Why are the quantiles you found in the two previous parts so different? Think about the histogram shape.

Bootstrapping

We can think of the process of bootstrapping as following a simple algorithm:

First, given our sample of size \(N\), we sample with replacement a new sample from the original. This is the equivalent of pulling out a single marble from a bag of marbles, noting its color, then putting it back and drawing from the bag again
With our new sample, we compute the sample statistic (mean, median, etc…) and record it. This is a bootstrapped sample mean
We repeat this process as many times as we wish (usually a thousand or more times)
The resulting collection of bootstrapped sample statistics represents our bootstrap sampling distribution, which we will use to find our confidence interval

To help us with this procedure, we will need a new function called bootstrap() which I provided at the top of this lab. The bootstrap function takes three arguments: the data I want to bootstrap, the statistic I want to bootstrap, and the number of bootstrapped samples I wish to collect (by default, it will collect 1000). We will illustrate its use again using the USArrests data to find a confidence interval for the number of per capita murders in the United States.

## Want to bootstrap the sample of rainy days, rain$precip
mean_boot <- bootstrap(rain$precip, mean)

head(mean_boot)

##   Sample Statistic
## 1      1  2.269752
## 2      2  2.082810
## 3      3  2.013554
## 4      4  1.930165
## 5      5  2.276942
## 6      6  2.158264

head(mean_boot) prints out the first 6 rows of the data.frame returned by bootstrap(): we see that the first column indicates the sample number, while the second column indicates the sample statistic, in our case the mean. Because it is a data.frame, we can easily plot it:

ggplot(mean_boot, aes(Statistic)) + 
  gh(bins = 15)

Remember: this is a sampling distribution of the mean value. We resampled our data 1,000 times, computed the sample mean each time, and this is the distribution of values that were returned. From this point, we can use the quantile() function to return the quantiles that we want. Because we want the middle 95%, we need to take our quantiles at 2.5% and 97.5%

quantile(mean_boot$Statistic, probs = c(0.025, 0.975))

##     2.5%    97.5% 
## 1.731037 2.436981

Question 4

For this problem, we will assume that we have only collected data on 40 random months in this period, and our goal will be to estimate the true value of the mean (\(\mu = 2.069\)) given the sample that we have. In other words, we will be using rs (Rain Sample) as our observed sample dataset.

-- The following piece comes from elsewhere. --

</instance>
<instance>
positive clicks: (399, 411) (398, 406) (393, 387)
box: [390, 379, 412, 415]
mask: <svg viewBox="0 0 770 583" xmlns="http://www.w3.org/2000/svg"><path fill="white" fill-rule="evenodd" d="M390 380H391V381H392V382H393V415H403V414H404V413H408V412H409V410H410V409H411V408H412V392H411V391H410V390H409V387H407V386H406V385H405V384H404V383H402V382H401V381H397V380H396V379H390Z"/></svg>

## Create a random index of months for our sample 
# (copy these lines into your lab)
set.seed(123)
idx <- sample(1:nrow(rain), size = 40, replace = FALSE)
rs <- rain[idx, ]

# histogram of the sample
ggplot(rs, aes(x=precip)) + gh(bins=10)

Using the random sample of 40 months of Grinnell rain data above, make a bootstrap distribution for the mean using 2000 bootstrap samples.
Use the quantile() function to get the 2.5 and 97.5 percentiles of the bootstrap distribution. This makes a 95% CI for the mean precipitation per month in Grinnell. Is the true mean value of \(\mu = 2.09\) within this interval?

The following makes a 95% CI for the median, which we couldn’t do with the Normal or t-distribution methods.

med_boot <- bootstrap(rs$precip, median, n=2000)
ggplot(med_boot, aes(x=Statistic)) + gh(bins=10)

quantile(x=med_boot$Statistic, probs=c(.025, .975))

##     2.5%    97.5% 
## 1.049875 2.415000